3/18/12 “Effective Interviewing – Part 2”

Good day, team.

As promised, the subject of this week’s challenge is effective interviewing – part 2 — interviewing tips for the candidate.

I think it’s fair to say that interviewing for a job is an experience most people dread. None of us likes to be put on the spot to talk about ourselves, and when we interview for a job, that’s exactly what happens. Many candidates go into an interview filled with fear and loathing, which is not a great way to start. For one thing, it’s impossible to know what to expect because the person interviewing you could take any number of approaches. That’s why it’s best to be prepared and have a good idea of how you’d like to present yourself.

The following suggestions come from feedback given to and from both interviewers (hiring managers) and the interviewees (candidates). I gleaned these tips over many years while working as a recruiter helping companies find the best candidates. Lots of excellent interviewing techniques also can be found on the Internet, http://www.helpguide.org/life/interviewing_techniques_tips_getting_job.htm and I suggest you do some reading before an interview.

Do your research. The most prepared candidates have a much better chance of getting the job. Read up on the company in advance. Find out everything you can about the organization’s financials, product lines, values, executive management team, board of directors, employee experiences, etc. Websites such as LinkedIn can offer good information about the person interviewing you, such as where he or she has worked before, where they went to school, and who they are connected to.

The best interviews start with a strong connection. That invisible thing we call “chemistry” often has the strongest affect on how an interview goes. If you can make a strong emotional connection within the first five minutes of an interview, there’s a better chance that the rest of the interview will go well. Of course, chemistry can’t be determined in advance — you either have it with another person or you don’t. Still, it’s always a good idea to be yourself and try to make a connection right in the beginning.

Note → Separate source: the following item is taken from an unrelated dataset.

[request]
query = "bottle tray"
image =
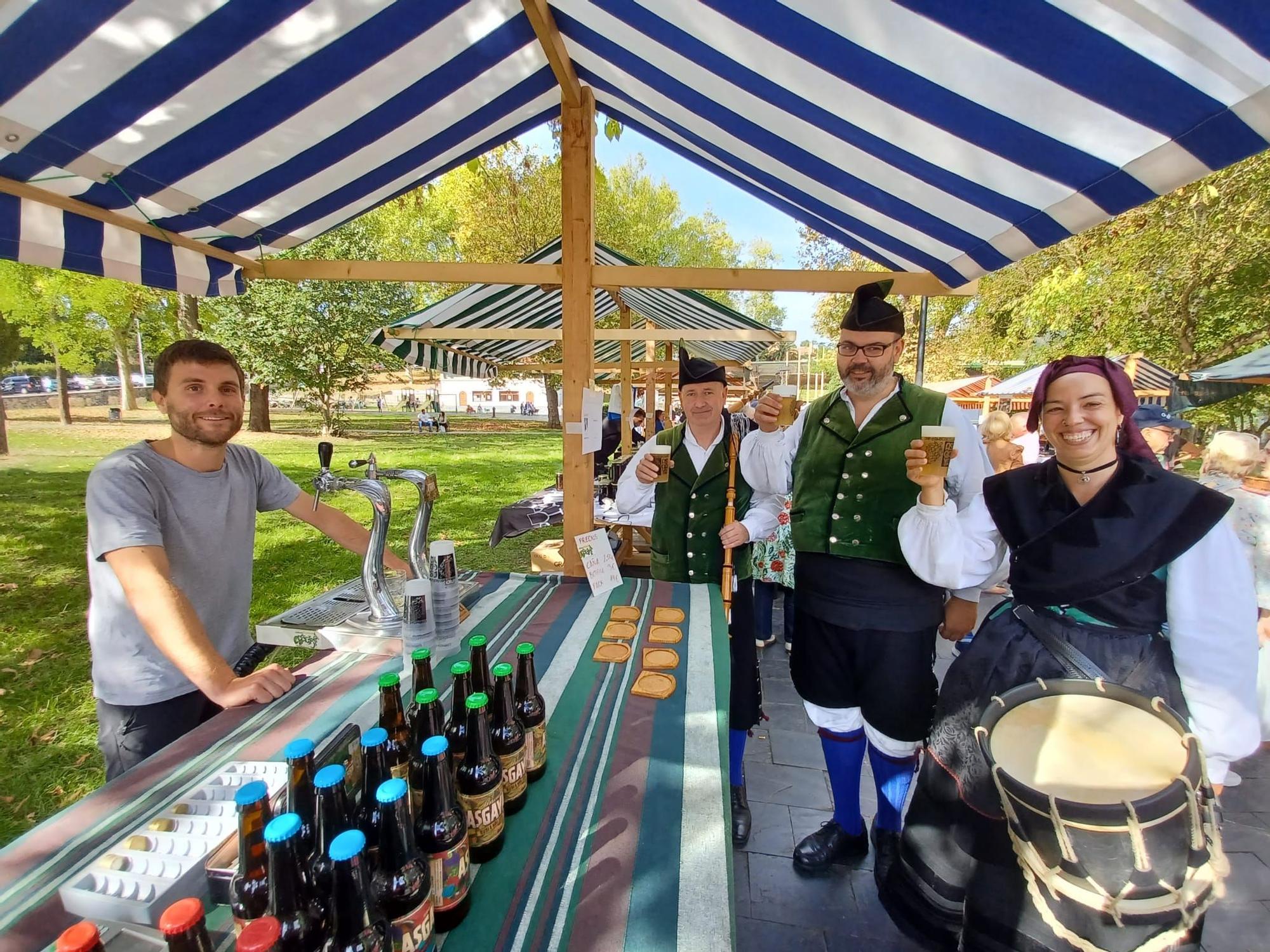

Allow for small talk. The first three to five minutes of any interview are generally filled with small talk. It’s the chatter we do when we’re initially checking each other out. We make comments about the weather or the adventure we had trying to find the office or how busy we have been leading up to the interview. This small talk gives us a chance to connect when we first arrive, and these first few minutes are very important. Not only do they give the hiring manager his or her first view of you as a human being, but they also give you the chance to get settled in your seat, take a deep breath, and observe what’s around you. Is the interviewer’s desktop filled with papers? Does it look disorganized? Or is it neat as a pin? Is there dust on the furniture? Are there pictures of family members nearby? What’s on the walls? All of these things will tell you something about the person interviewing you. People like to talk about things they can relate to. Observing your interviewer’s environment gives you immediate indications of relevant subjects you can address during the interview, if the need arises.

Come prepared to be proactive in the interview. As a recruiter, I often heard hiring managers complain to me that the candidate seemed to be waiting for them to do all the work in an interview. “They never really asked me any good questions, and they just seemed to sit there waiting for me to ask the next question. Frankly, I couldn’t figure out what made them passionate or why they would want to do this job.” These complaints stem from candidates who don’t take an active role in the interview. Don’t be afraid to ask for more specifics about the job. Ask what the hiring manager’s biggest challenges have been in the past six months. Find out if there was someone in this job previously and ask what made him or her successful. Ask what he or she could have done differently to be more successful in the job.

Don’t be afraid to show your passion. “It’s not the steak that sells, it’s the sizzle.” Whoever said this understood that it’s the sizzle we experience that encourages us to buy. Whether you’re selling brown sugar water, better known as “Coke,” or selling yourself, nothing grabs attention like an impassioned experience or story. If you can get excited talking about how you’d do the job, you’ll get the interviewer excited about you. And don’t be afraid to tell the interviewer that you want the job. If you feel like this is the one, show it and say it. Enthusiasm sells!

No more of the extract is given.